Rezension

Wie Armut und Unwissenheit vererbt werden ...

Wo ich wohne, ist der Mond ganz nah -

Wo ich wohne, ist der Mond ganz nah
von Cho Nam-Joo

Bewertet mit 3.5 Sternen

Mani Go ist knapp 40 Jahre alt, als sie gemeinsam mit ihren Eltern in eine Wohnung außerhalb von Seoul zieht. Im Vergleich zu ihrem winzigen Holzhäuschen in der Stadt bringt der Umzug  der Familie bescheidenen Komfort, aber auch die Unsicherheit, ob der Vater hier wieder einen kleinen Laden oder Imbiss betreiben kann und Mani eine neue Hilfsarbeit findet.

In Rückblicken auf zwei entscheidende Phasen im Leben der Icherzählerin Mani führt Cho Nam-Joo ihre Leser:innen in den von Armut und Unwissenheit geprägten Alltag der Familie Go. Manis Mutter hat offenbar eine leichte geistige Behinderung; sie kann kaum lesen und findet sich nur in ihrer vertrauten Umgebung zurecht. Über das Thema wird nicht gesprochen, so dass für mich offen blieb, ob Manis Vater das Problem  bewusst war. Während der Olympischen Spiele 1988 begeistert sich die 8jährige Mani für die Kunstturnerin Nadia Comaneci und beschließt, selbst   Turnerin zu werden. Mutter Go will ein einziges Mal für ihre Tochter (und damit stellvertretend für sich) etwas Außergewöhnliches erreichen und meldet sie an einer Privatschule mit Sport-Schwerpunkt an.  Die Folgen sind ihr jedoch nicht bewusst und Mani gerät in die peinliche Situation all der Kinder, deren Eltern mit einfachster Schulbildung zwar im Alltag zurechtkommen, aber an Bürokratie und Verwaltung ihres Landes scheitern.

Mani hat bisher u. a. als Bürobotin gearbeitet, jedoch keine betriebliche Ausbildung erhalten. So beschreibt sie in direkter, origineller Umgangssprache wie sie am Arbeitsplatz formal von Miss Go zu Manager Go aufsteigen, jedoch nichts über ihre Firma und die Welt außerhalb lernen konnte. Bevor es zum Umzug aus der Stadt kam, hatte Mani durchschaut, dass sie und ihre Eltern Immobilien-Spekulanten und Politikern nicht gewachsen sind, konnte aufgrund ihrer Vereinsamung jedoch keine Hilfe suchen.

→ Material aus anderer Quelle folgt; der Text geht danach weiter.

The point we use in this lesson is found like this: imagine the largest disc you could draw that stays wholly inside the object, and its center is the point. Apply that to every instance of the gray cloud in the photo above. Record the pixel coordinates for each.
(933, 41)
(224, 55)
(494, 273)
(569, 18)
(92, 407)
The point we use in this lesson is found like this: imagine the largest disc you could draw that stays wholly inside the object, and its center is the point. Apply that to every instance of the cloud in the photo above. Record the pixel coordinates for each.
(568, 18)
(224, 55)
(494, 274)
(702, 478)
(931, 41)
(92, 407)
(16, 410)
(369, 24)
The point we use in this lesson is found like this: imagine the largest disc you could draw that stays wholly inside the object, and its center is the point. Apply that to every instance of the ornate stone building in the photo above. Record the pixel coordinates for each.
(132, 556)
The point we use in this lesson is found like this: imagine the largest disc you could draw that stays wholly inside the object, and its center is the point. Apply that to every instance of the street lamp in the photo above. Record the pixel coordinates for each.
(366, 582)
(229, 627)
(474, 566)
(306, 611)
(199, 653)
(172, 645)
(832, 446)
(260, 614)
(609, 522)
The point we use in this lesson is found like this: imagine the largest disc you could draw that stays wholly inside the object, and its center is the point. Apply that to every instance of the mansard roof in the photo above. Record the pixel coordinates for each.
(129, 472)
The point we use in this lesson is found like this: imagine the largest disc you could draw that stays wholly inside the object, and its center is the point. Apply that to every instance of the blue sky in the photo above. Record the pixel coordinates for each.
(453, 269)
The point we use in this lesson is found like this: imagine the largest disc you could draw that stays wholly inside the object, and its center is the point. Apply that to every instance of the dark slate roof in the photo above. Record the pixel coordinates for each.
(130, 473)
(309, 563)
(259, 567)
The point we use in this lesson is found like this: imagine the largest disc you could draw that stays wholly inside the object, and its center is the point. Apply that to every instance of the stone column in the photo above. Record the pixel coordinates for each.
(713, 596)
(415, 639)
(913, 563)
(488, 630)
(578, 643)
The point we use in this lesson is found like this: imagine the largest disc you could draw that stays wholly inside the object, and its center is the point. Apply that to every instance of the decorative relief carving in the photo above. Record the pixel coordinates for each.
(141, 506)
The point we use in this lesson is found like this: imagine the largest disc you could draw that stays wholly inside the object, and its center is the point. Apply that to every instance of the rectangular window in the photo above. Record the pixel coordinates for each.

Cho Nam-Joo erzählt aus der Sicht einer circa 40Jährigen die beinahe groteske Geschichte eines Lebens in Armut, deren Figuren arm bleiben, weil die Codes gebildeter Mitmenschen für sie nicht zu entschlüsseln sind. Manis Schicksal, direkt und mit leichter Ironie erzählt, kann stellvertretend für alle Jugendlichen stehen, die niemand darauf vorbereitet hat, die Rolle ihrer überforderten Eltern zu übernehmen.